Magnetization steps inZn1−xMnxO:Four largest exchange constants and single-ion anisotropy

Abstract

Magnetization steps from ${\mathrm{Mn}}^{2+}$ pairs in several single crystals of ${\mathrm{Zn}}_{1-x}{\mathrm{Mn}}_x\mathrm{O}$ $(0.0056\mathrm{}<~x<~0.030),$ and in one powder $\mathrm{}(x=0.029\mathrm{}),$ were observed. They were used to determine the four largest exchange constants (largest $J$’s), and the single-ion axial anisotropy parameter D. The largest two exchange constants, $J_1{/k}_{\mathrm{B}}=-18.2\pm 0.5\mathrm{K}$ and $J_1^{\prime }{/k}_{\mathrm{B}}=-24.3\pm 0.5\mathrm{K},$ were obtained from large peaks in the differential susceptibility, $dM/dH,$ measured in pulsed magnetic fields H up to $500\mathrm{kOe}.$ These two largest $J$’s are associated with the two inequivalent classes of nearest neighbors (NN’s) in the wurtzite structure. The 29% difference between $J_1$ and $J_1^{\prime }$ is substantially larger than 13% in ${\mathrm{Cd}}_{1-x}{\mathrm{Mn}}_x\mathrm{S}$ and 15% in ${\mathrm{Cd}}_{1-x}{\mathrm{Mn}}_x\mathrm{Se}.$ The pulsed-field data also indicate that, despite the direct contact between the samples and a superfluid-helium bath, substantial departures from thermal equilibrium occurred during the 7.4-ms pulse. The third- and fourth-largest $J$’s were determined from the magnetization M at 20 mK, measured in dc magnetic fields H up to 90 kOe. Both field orientations $\mathbf{H}\Vert \mathbf{c}$ and $\mathbf{H}\Vert \left[101¯0\right]$ were studied. (The $\left[101¯0\right]$ direction is perpendicular to the c axis, $\left[0001\right].)$ By definition, neighbors which are not NN’s are distant neighbors (DN’s). The largest DN exchange constant (third-largest overall) has the value ${J/k}_{\mathrm{B}}=-0.543\pm 0.005\mathrm{K},$ and is associated with the DN at $\mathbf{r}=\mathbf{c}.$ Because this is not the closest DN, this result implies that the $J$’s do not decrease monotonically with the distance r.
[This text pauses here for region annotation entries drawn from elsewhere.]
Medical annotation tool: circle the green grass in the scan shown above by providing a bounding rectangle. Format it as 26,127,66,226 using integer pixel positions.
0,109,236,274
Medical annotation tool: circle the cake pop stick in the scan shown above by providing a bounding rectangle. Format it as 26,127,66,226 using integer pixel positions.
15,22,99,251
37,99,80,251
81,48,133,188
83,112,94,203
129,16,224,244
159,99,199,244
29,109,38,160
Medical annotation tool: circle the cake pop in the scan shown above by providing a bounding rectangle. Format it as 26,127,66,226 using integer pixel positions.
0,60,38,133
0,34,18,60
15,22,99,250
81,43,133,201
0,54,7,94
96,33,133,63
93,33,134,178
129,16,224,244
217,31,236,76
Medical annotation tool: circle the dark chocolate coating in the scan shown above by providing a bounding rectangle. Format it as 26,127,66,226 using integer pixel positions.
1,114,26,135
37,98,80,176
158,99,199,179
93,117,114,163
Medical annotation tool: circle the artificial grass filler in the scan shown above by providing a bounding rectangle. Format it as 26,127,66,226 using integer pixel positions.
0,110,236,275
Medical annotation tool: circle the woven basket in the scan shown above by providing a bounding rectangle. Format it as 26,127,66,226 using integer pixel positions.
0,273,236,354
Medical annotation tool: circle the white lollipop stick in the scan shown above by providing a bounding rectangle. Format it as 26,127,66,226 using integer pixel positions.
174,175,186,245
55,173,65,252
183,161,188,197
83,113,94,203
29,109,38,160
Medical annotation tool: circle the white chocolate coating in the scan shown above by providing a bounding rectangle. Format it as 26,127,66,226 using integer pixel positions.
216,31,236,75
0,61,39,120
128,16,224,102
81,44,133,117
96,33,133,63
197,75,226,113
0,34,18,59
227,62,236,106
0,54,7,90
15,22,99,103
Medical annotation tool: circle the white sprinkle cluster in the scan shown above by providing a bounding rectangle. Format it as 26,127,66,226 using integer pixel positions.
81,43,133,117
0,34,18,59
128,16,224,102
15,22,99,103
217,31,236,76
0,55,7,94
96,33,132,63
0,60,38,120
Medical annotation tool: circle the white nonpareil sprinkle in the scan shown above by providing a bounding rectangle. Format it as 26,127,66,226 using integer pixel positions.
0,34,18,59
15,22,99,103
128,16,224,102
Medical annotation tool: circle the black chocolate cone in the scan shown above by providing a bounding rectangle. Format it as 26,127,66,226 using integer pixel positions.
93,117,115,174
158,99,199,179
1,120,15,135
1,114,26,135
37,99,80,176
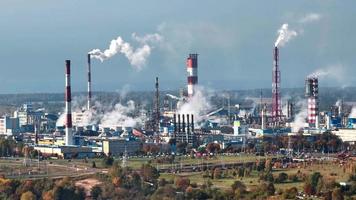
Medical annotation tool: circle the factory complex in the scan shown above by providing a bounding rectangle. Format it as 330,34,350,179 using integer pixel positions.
0,48,356,159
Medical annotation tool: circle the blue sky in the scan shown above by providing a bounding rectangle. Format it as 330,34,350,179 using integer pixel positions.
0,0,356,93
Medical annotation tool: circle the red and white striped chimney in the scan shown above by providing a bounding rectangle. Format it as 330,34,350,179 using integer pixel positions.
87,54,91,110
305,77,319,128
187,54,198,97
65,60,73,145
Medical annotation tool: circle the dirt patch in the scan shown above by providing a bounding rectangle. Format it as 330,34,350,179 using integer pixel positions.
75,178,102,197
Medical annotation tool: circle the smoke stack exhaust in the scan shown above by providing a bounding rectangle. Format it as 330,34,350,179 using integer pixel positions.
187,54,198,98
272,46,282,125
65,60,73,145
87,54,91,110
190,114,194,133
187,114,190,133
182,114,185,133
178,114,182,133
305,77,319,128
173,114,177,134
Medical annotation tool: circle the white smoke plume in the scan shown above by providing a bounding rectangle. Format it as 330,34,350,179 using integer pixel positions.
298,13,322,24
291,100,308,133
308,64,345,82
166,94,182,101
274,24,298,47
349,106,356,118
89,33,163,70
101,100,144,127
177,87,213,126
56,98,144,127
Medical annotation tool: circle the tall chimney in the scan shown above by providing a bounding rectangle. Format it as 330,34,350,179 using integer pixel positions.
182,114,185,133
305,77,319,128
272,47,282,125
178,114,181,133
87,54,91,110
191,114,194,133
187,114,190,133
65,60,73,145
187,54,198,97
173,114,177,134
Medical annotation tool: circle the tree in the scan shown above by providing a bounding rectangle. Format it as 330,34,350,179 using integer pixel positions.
206,143,220,153
90,185,102,200
283,187,298,199
175,177,190,191
213,167,222,179
102,156,114,167
140,164,159,183
177,142,188,153
231,181,246,192
276,172,288,183
21,191,36,200
332,188,344,200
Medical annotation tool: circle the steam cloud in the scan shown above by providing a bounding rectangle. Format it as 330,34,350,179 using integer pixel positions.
349,106,356,118
89,33,163,70
299,13,322,24
291,100,308,133
56,98,145,127
274,24,298,47
308,64,345,82
177,87,212,126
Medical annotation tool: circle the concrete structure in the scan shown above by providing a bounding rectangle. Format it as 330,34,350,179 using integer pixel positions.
34,146,95,159
87,54,91,110
102,138,141,156
187,54,198,97
0,116,20,135
305,77,319,128
65,60,73,145
272,47,282,124
332,129,356,144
The second-largest DN exchange constant (fourth-largest overall) has the value ${J/k}_{\mathrm{B}}\approx -0.080\mathrm{K}.$ It is associated with one of the two classes of neighbors that have a coordination number $z_n=12,$ but the evidence is insufficient for a definite unique choice. The dependence of M on the direction of $\mathbf{H}$ gives ${D/k}_{\mathrm{B}}=-0.039\pm 0.008\mathrm{K},$ in fair agreement with $-0.031\mathrm{K}$ from earlier electron paramagnetic resonance work.